Белосельцев старался понять, что случилось на Грязном рынке. Кому было угодно свести и поставить рядом его, Белосельцева, и рыжебородого, рассеченного шрамом американца в красной бисерной шапочке. Укутать обоих в восточные одеяния, навесить под мышку тяжелые пистолеты, толкнуть навстречу друг другу в истребляющем жестоком броске. Развести и не дать столкнуться, оставив между ними крохотный зазор, в который улетели все пули.
Проулок стал медленно затягиваться вязкой осторожной толпой, как свежая зарубка на дереве заплывает смолой. На земле расстелили квадратную дерюгу, перенесли на нее цыгана. Четверо носильщиков схватили ее по углам, понесли провисшее тело. Пятый прихватил с земли шарманку, и все они исчезли в толпе.

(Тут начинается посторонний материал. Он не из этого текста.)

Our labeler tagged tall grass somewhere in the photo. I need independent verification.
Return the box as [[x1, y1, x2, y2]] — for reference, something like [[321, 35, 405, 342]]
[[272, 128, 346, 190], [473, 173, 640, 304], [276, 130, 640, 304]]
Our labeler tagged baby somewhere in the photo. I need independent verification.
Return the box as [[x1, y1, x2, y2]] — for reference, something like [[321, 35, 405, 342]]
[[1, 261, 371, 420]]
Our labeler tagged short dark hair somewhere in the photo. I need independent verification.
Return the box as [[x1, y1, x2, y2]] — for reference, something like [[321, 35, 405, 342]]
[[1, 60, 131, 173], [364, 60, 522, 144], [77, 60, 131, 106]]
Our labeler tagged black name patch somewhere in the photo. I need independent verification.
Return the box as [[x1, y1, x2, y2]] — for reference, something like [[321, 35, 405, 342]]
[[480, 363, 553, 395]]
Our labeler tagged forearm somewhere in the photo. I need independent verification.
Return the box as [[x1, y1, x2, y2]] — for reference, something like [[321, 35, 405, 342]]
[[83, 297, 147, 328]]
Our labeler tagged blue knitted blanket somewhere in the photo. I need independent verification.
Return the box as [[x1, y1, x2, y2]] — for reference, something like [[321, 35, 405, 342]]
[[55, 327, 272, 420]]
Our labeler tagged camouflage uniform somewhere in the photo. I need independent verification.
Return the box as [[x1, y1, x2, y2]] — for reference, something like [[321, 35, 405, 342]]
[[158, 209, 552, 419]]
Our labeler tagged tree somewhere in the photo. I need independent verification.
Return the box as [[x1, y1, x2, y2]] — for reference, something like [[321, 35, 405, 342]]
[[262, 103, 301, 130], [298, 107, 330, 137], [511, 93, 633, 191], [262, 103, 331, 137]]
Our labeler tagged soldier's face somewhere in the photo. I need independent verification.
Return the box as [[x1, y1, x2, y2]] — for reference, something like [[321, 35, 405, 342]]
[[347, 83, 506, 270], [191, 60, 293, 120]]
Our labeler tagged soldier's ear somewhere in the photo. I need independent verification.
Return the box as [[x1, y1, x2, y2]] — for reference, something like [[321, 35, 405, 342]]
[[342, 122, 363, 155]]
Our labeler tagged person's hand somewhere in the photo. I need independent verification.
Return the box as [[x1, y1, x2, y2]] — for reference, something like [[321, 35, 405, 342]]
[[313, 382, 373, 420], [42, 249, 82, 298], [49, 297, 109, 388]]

– Надо ходить домой, – сказал Сайд Исмаил, бережно трогая Белосельцева за локоть. Они попрощали с торговцем, и, уходя, Белосельцев подумал, что, если ему суждено прожить огромную жизнь и в старости оказаться одному среди тишины и безлюдья, он вспомнит этот дукан, мелькающую синюю птичку и смеющиеся глаза человека, глядящие сквозь щели в стене.
Глава шестнадцатая
Белосельцев вернулся в отель, когда улицы озаряло медное вечернее солнце и в зеленых небесах драгоценно сиял ледник. Он был потрясен. Смерть летела в него, стреляла из пистолета, прорубалась к нему сквозь сумрак дукана. Промахнулась, промчалась мимо, оглушая грохотом, озаряя длинным пламенем, обдавая горячим ветром. Не он ли, Белосельцев, сорвал операцию? Дженсон Ли, чуткий и зоркий, разглядел сквозь древесную щель его европейский лик под нелепой азиатской чалмой. Разгадал западню, ушел из ловушки. А он, Белосельцев, не выдернул из кобуры пистолет, не послал ему вслед меткую пулю. Не принял бой – соглядатай, умник, сторонний наблюдатель, которого не пустили в операцию, оставили в стороне наблюдать. Но чья-то вещая воля толкнула его в самый центр скоротечной схватки в чреве азиатского рынка, где сшиблись жестокие беспощадные силы. Разлетелись, оставив на земле мертвое тело цыгана и поломанную, разбитую пулей шарманку.
Он устало поднимался по лестнице к себе в номер, шаркая чувяками, поддерживая на весу полу шерстяной накидки. Не понимая случившегося, не находил объяснения таинственному совпадению, которое в своей незавершенности должно было иметь продолжение.
В номере он сбросил свои хламиды. Голый, продрогший, прошел в ванную. Встал под горячий душ. Шелестящие, острые струйки воды ударялись о его плечи и грудь, катились по животу и ногам стеклянной блестящей оболочкой. Вода смывала с него страхи, усталость, возвращала телу розовый цвет жизни. Из хромированного железа орошала его мировая вода, из которой все вышло, родились континенты, всплыли первозданные живые твари. Вода, льющаяся одновременно во всех реках мира, ударяющая океанской волной во все берега, текущая в венах злодеев и праведников, родившихся младенцев и готовых умереть стариков. Он стоял, окруженный сверкающей водяной пленкой, благодарный воде за ее равнодушие к добру и злу, за ее бесцветную бесконечность.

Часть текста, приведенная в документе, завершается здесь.